Abwasser

Polioviren im Abwasser von immer mehr Städten

Seit den ersten Funden Ende November wird der Erreger mittlerweile in den Klärwerken von vielen deutschen Großstädten nachgewiesen. Auch andere EU-Länder sind betroffen. Die Herkunft ist nach wie vor unklar.
27.01.2025

Bei den Erregern handelt es sich um Viren, die auf die Schluckimpfung gegen Kinderlähmung mit abgeschwächten, aber lebenden Polio-Erregern zurückgehen.

 

Nach dem Fund von Polioviren in München, Bonn, Köln, Hamburg, Dresden, Düsseldorf und Mainz sind die Erreger in Proben aus weiteren deutschen Städten nachgewiesen worden. Positive Tests gab es nun auch aus Klärwerken in Stuttgart und Berlin, wie das Robert-Koch-Institut (RKI) mitteilte.

Die zwei Städte seien zusammen mit Frankfurt am Main neu in die Testungen aufgenommen worden. Die Nachweise stammen aus dem Zeitraum zwischen Anfang November (Berlin) und Anfang Dezember 2024 (Stuttgart). In Frankfurt wurden keine Erreger festgestellt.

Bei den Erregern handelt es sich demnach nicht um den Wildtyp des Poliovirus, sondern um Viren, die auf die Schluckimpfung gegen Kinderlähmung mit abgeschwächten, aber lebenden Polio-Erregern zurückgehen.

Die abgeschwächten Impfviren können von Geimpften bis zu sechs Wochen lang ausgeschieden und weiterverbreitet werden. Sie haben sich so verändert, dass sie unzureichend geimpfte Menschen potenziell krank machen können. Die Schluckimpfung wird in Deutschland nicht mehr genutzt.

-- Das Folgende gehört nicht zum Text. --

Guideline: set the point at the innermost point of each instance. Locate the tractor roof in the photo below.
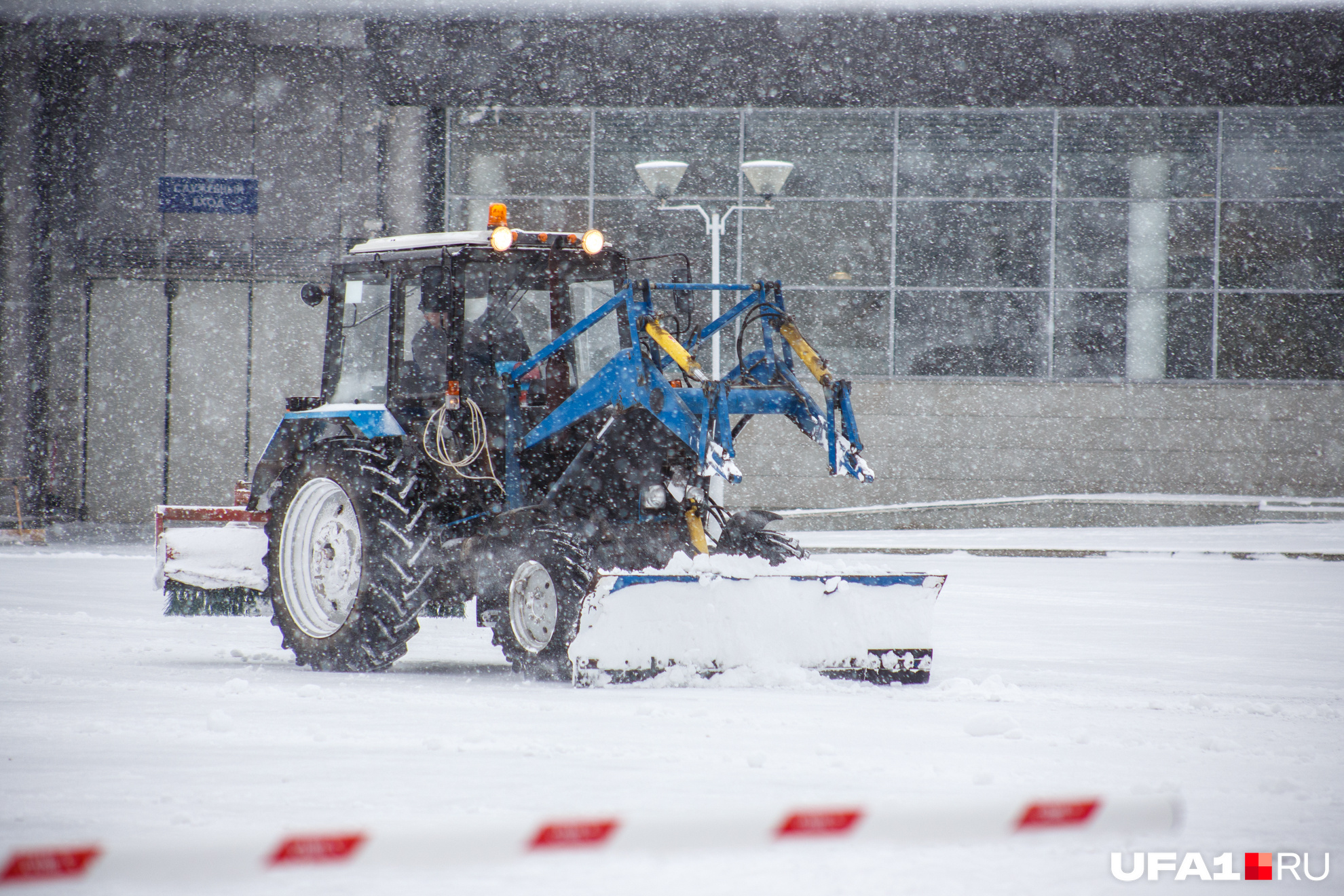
(422, 241)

Geringe Wahrscheinlichkeit für Ansteckung

Die Wahrscheinlichkeit einer Infektion sei jedoch äußerst gering und die Konsequenz einer Infektion – sofern man geimpft ist – vernachlässigbar, sagte der Berliner Virologe Christian Drosten der Deutschen Presse-Agentur kürzlich. Spezielle Vorsichtsmaßnahmen seien daher nicht notwendig – allerdings solle man seinen Impfschutz prüfen oder vom Hausarzt prüfen lassen.

Wie das RKI erklärte, ist es nach wie vor unklar, ob die gefundenen Viren aus dem Ausland eingeschleppt wurden oder ob in Deutschland bereits eine Übertragung stattgefunden hat. Ausgeschlossen sei eine solche Übertragung nicht. Verdachtsfälle auf die Krankheit seien bisher aber weder in Deutschland noch in anderen betroffenen Ländern in Europa bekannt.

Positive Proben in vielen europäischen Ländern

In Spanien, Polen, Großbritannien und Finnland wurden kürzlich ebenfalls Polioviren in Abwasserproben entdeckt, wie in der Fachzeitschrift "Eurosurveillance" berichtet wurde. "Es ist unklar, wie viele Länder Europas betroffen sind, da Abwassertestungen auf Polioviren nur in 23 der 53 Länder der Europäischen Region der Weltgesundheitsorganisation (WHO) durchgeführt werden", so das RKI.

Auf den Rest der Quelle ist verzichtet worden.